The village is a short drive from Shillong and fully accessible by car. Visit in the afternoon when Phlour Wann is most likely to be home. There is no fee, and the drive itself through the Sohra road is worth the trip for the scenery alone.
When to Go and What to Know
Shillong is walkable within a limited radius, but reaching most of the places above requires either hiring a taxi or renting a vehicle. October through March is the clearest and most comfortable period for visiting, with dry skies and daytime temperatures that hover around twenty degrees Celsius. The monsoon, from June to September, makes trails muddy and driving conditions more demanding, though the landscape reaches its most intense green in these months. Most of the sites listed here are free or have a negligible entry charge. Traditional Khasi communities around Shillong value respect for sacred spaces, so follow any instruction not to remove anything from a forest, leave trash at a viewpoint, or enter an area marked as clan property.
Frequently Asked Questions
What is the safest and most reliable way to get around Shillong as a solo traveler?
Shared sumos and local buses connect Shillong to nearby towns, but they are often overcrowded and operate on no fixed timetable. For solo travelers, hiring a local taxi for the day, which typically costs between 1,500 and 2,500 Indian rupees depending on the route, is the safest and most practical option. Avoid traveling on narrow hill roads after dark, as street lighting is minimal outside the main town area.
What are the best free or low-cost tourist places in Shillong that are genuinely worth the visit?
Wards Lake, Phudmawri neighborhood walk, the Mawkdok Dympep Valley viewpoint, and the Smit terrace viewpoint are all free. Mawphlang Sacred Forest charges a nominal entry fee of around thirty rupees with an optional guide fee of 300 to 500 rupees. Thadlaskein Lake and Umiam Lake from Ri Kentic Point also have no entry cost.
How many days are needed to see the major tourist attractions in Shillong without feeling rushed?
Three full days is the minimum. One day for Umiam Lake and the Mawkdok Dympep Valley, one day for Mawphlang Sacred Forest and Thadlaskein Lake, and one day for Wards Lake, Phudmawri, Smit terraces, and Umsning village.
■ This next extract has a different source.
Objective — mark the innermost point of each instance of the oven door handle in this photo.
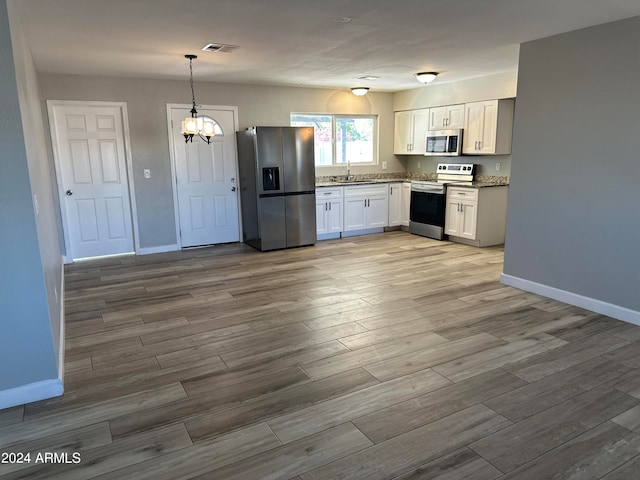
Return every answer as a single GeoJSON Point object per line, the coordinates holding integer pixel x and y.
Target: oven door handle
{"type": "Point", "coordinates": [424, 189]}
Trying to fit all of this into fewer than three days will mean rushing through places that deserve stillness.
Is it possible to walk between the main sightseeing spots in Shillong, or is local transport necessary?
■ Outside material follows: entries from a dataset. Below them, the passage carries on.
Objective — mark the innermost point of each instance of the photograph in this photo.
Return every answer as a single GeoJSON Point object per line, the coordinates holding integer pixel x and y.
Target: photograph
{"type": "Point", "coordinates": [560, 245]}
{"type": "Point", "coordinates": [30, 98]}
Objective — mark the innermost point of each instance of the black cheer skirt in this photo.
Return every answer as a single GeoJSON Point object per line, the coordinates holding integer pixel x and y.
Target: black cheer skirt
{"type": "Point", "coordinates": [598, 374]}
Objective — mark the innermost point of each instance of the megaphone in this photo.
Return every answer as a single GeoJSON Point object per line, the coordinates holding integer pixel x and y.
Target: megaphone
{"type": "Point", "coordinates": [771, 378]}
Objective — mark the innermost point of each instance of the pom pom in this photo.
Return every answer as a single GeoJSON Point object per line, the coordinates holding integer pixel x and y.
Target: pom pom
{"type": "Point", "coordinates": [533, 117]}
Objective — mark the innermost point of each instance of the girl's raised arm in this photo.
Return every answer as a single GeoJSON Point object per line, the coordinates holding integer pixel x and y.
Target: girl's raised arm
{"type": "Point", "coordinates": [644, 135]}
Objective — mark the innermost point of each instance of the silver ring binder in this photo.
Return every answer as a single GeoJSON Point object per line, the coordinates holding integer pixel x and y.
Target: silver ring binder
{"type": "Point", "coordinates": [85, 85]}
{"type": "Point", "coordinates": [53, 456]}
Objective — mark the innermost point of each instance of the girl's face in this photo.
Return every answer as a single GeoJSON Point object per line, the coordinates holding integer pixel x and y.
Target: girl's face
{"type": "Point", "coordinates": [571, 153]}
Within the central area, including Wards Lake, Laitumkhrah, and Phudmawri, walking is practical and pleasant. Beyond that, almost all worthwhile sites require motorized transport, as they range from twelve to twenty-five kilometers from the center and are connected by hill roads with limited pedestrian infrastructure.
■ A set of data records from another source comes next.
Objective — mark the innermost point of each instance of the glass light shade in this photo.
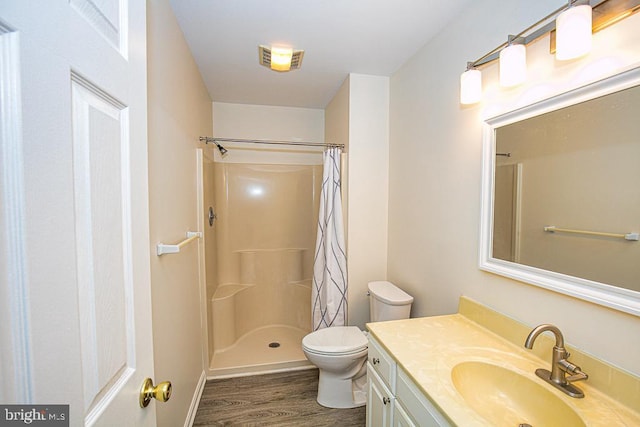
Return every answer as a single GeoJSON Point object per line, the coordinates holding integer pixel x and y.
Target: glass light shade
{"type": "Point", "coordinates": [281, 58]}
{"type": "Point", "coordinates": [513, 65]}
{"type": "Point", "coordinates": [573, 32]}
{"type": "Point", "coordinates": [470, 87]}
Do the most popular attractions in Shillong require advance ticket booking, especially during peak season?
No, none of the sites covered in this guide require advance booking. Entry is either free or handled at the gate. The only Mawphlang Sacred Forest asks for a small cash payment on arrival. Peaks season crowds are manageable at most of these locations because they receive a fraction of the visitor flow that the more famous spots like Elephant Falls or Shillong Peak draw.